Il faut dire que la production, signée Greg Fidelman, s'approche davantage de celle de Bob Rock, ample et onctueuse, que de celle de Rick Rubin pour 'Death Magnetic', rabougrie et saturée. Si l'auditeur a l'impression de retrouver un vieil ami disparu en écoutant 'Hardwired... To Self Destruct', c'est d'abord parce que le mix et les compositions mettent de nouveau en avant l'aspect mélodique des morceaux, la véritable marque de fabrique de Metallica. Et il y a des moments éminemment mélodiques sur ce disque : le break de "Dream No More" et son solo, les harmonies et les moments épiques de "Spit Out The Bone" ou de "Halo Of Fire" (on se verrait bien jouer à 'Mega Man 2' sur la fin du titre), le pré-chorus de "Moth Into Flame", le solo au vibrato de "Now That We're Dead", l'intro basse/guitare très 'Black Album' de "ManUNkind"... 

Parce qu'on ne cite pas Mega Man 2 pour rien

Sur YouTube, les « réactions » ont remplacé la vieille critique musicale

Au final, le seul problème du disque tient au choix du double CD, que rien ne justifie réellement. Là où un simple aurait dilué les défauts, le double souligne la différence de niveau entre les premiers et les derniers morceaux qui, à l'exception du démentiel "Spit Out The Bone", perdent en intensité. Alors que les six premiers titres mélangent cavalcades thrash et superbes plaidoiries heavy, les cinq suivants alternent le bon et le moins bon. Un honnête "Confusion" ouvre timidement la danse, suivi par le groovy "ManUNkind", hommage au black metal sans black metal. Enchaînent alors les trois morceaux les moins intéressants, "Here Comes Revenge", "Am I Savage ?" et "Murder One".

Ce dernier vaut surtout par son clip, un film d'animation en forme de biopic sur la vie de Lemmy Kilmister, leader de « papa Motörhead » comme le disait Lars Ulrich en parlant de ses influences - le rôle de maman échoit à Iron Maiden. Pour l'anecdote, il faut savoir que le groupe a réalisé un vidéoclip pour chaque chanson, rien que ça. On aurait pu s'attendre au pire vu le passif de Metallica en termes de direction artistique (cf. l'atroce pochette de 'Hardwired... To Self Destruct', au moins un truc qui met tout le monde d'accord), mais certains tirent leur épingle du jeu tel que "ManUNkind", réalisé par le célèbre Jonas Akerlund (Madonna, Beyoncé, Rammstein...), auteur du fameux clip de "Smack My Bitch Up" et lui-même ancien membre d'un groupe de black metal suédois.

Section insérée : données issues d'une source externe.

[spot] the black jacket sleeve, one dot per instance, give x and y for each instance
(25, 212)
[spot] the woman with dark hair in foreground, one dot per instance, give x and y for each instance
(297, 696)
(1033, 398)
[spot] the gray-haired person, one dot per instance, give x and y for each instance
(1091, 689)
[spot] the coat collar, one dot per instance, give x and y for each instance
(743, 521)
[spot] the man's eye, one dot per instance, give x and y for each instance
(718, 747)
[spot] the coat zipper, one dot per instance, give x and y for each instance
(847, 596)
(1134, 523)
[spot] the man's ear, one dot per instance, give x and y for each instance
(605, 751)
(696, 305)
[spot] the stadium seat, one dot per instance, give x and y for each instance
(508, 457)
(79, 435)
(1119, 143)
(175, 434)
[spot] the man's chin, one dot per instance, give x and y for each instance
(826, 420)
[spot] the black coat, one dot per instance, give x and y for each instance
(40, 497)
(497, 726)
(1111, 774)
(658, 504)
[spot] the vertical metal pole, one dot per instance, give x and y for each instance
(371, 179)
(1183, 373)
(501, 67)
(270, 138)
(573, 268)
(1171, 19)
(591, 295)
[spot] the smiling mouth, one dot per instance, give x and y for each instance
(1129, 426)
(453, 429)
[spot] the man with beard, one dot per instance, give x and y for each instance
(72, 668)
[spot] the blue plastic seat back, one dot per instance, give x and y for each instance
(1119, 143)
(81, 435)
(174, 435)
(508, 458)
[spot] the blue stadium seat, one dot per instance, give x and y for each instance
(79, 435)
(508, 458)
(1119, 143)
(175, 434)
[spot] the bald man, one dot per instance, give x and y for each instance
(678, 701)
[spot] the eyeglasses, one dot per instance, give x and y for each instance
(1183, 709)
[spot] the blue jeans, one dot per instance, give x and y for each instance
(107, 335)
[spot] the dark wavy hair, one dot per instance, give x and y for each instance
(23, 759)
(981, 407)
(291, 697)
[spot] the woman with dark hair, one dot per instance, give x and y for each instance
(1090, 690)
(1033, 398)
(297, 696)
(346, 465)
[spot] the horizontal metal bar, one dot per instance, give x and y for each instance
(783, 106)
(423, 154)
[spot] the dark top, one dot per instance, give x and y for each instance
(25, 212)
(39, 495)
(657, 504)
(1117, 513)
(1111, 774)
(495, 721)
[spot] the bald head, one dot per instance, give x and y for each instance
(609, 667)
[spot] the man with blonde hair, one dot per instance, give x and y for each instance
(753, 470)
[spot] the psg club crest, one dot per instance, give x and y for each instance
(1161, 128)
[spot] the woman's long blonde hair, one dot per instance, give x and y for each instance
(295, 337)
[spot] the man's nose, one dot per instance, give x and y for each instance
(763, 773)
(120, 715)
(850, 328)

La vidéo reproduit fidèlement un live des black metalleux Mayhem, ces concerts épiques qui les ont rendus fameux à coups de maquillages, scarifications et têtes de cochon.

Sur le Net, les internautes sont partagés entre la joie de revoir un bon Metallica aux affaires et la légère déception due à la longue attente, un peu comme si vous espériez obtenir un meilleur croissant parce que vous avez fait la queue avant d'arriver à la caisse. Peu importe qu'on ait attendu ou non le disque, le groupe fait clairement le boulot et le temps le bonifiera probablement à la longue, à l'image de 'Load' et 'Reload'. L'autre tendance qui envahit YouTube, ce sont ces « réactions », nouvelle panacée de la critique musicale : un type écoute le disque dans sa chambre ou son salon et filme sa propre réaction. Il écarquille les yeux, fait des mimiques, pousse des « I like that ! » et balance du headbanging en rythme. L'émotion prime sur la réflexion et il faut reconnaître que ces vidéos permettent de transmettre rapidement ses sentiments, elles ajoutent à la simple musique une dimension humaine supplémentaire. Rien que pour ces grands moments de partage, on remercie Metallica d'avoir sorti 'Hardwired... To Self Destruct'.